In fact, with an almost criminal frivolity, the Tavistock Clinic had begun handing out puberty blockers as routine care before the results of its own experimental study, begun in 2011, were in. Word soon got around. Even if Cass is mistaken in thinking that this accounts for the sudden surge in dysphoria referrals (the increase over the years actually fits an exponential curve), it reminds me of the start of the epidemic of deaths from opioids in the United States, which began with the willful misinterpretation of research published in The New England Journal of Medicine. The research had found that those given strong analgesics in the hospital did not become addicts; from this correct observation, doctors, heavily influenced by drug-company propaganda, thoughtlessly concluded that it was safe to give strong analgesics to anybody with any kind of pain at any time. A million deaths later, we now know differently.

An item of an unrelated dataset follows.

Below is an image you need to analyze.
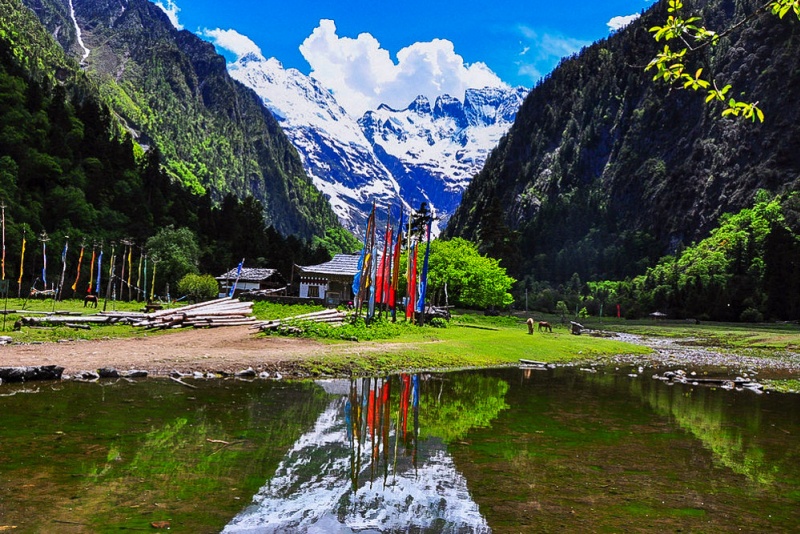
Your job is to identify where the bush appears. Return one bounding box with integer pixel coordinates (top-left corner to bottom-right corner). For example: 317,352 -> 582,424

Cass’s attempt, which cannot be definitive, to explain the rise of transsexualism has the merit of making it impossible to view the condition in a purely medical, or even psychopathological, light. But she also examines (with the help of a team) the evidence that the use of puberty blockers is justified in the treatment of gender dysphoria of pubertal children, as well as the justifications for use of masculinizing or feminizing hormones in adolescents with gender dysphoria.

The evidence favoring puberty blockers is lacking, and therefore the use of them is unethical. Moreover, the so-called Dutch Protocol was admittedly experimental, and the ethical propriety of experimenting on pubertal children with potentially life-changing drugs thus should be questioned. Indeed, it recalls, admittedly on a much smaller scale and with much less malign intentions, the experiments conducted on children by Josef Mengele. Not only is the evidence lacking; it should remain lacking and should not be gathered or gatherable in the first place. The condition is variable, changeable, and nonfatal; it is by no means simply a medical one. In fact, Cass asks the ethical question as to how far doctors should go in treating with medication and later with surgery a condition that is only marginally medical:

The nature and causes of gender dysphoria/incongruence are complex and poorly understood, and there is very limited understanding of the currently presenting population of predominantly birth-registered adolescent females. Each individual will have a different mix of biopsychosocial factors, but if potentially dynamic psychosocial or sociocultural factors predominate in a significant proportion of people, one of the most challenging ethical questions is whether and/or when medical intervention is the correct response.

Furthermore:

The University of York’s systematic reviews [of the evidence concerning treatment, the University of York being one of the world’s centers for examining the quality of medical evidence] demonstrated poor study design, inadequate follow-up periods and a lack of objectivity in reporting of results. As a result, the evidence for the indicated uses of puberty blockers and masculinising/feminising hormones in adolescents [is] unproven and benefits/harms are unknown.

The problems are legion:

Once on puberty blockers, they [young patients] will enter a period when peers are developing physically and sexually whilst they will not be, and they may be experiencing the side effects of the blocker. There are no good studies on the psychological, psychosexual and developmental impact of this period of divergence from peers.

No informed consent to treatment can be given, either—first, because the children involved are not capable of giving it; and second, because the information necessary for informed consent is lacking anyway, and probably will remain so.

The Cass Review, which doubtless has its defects, has nonetheless played a role in effecting significant change, at least in the U.K. Parliament has banned puberty blockers from private clinics, the National Health Service has decommissioned them, and Scotland has paused their prescription. In the United States, however, such treatments are going ahead unchecked, at least for the time being. The entire phenomenon over the last decade or so should lead us to two large questions: Have we gone mad? And what, as a society, are we doing to children?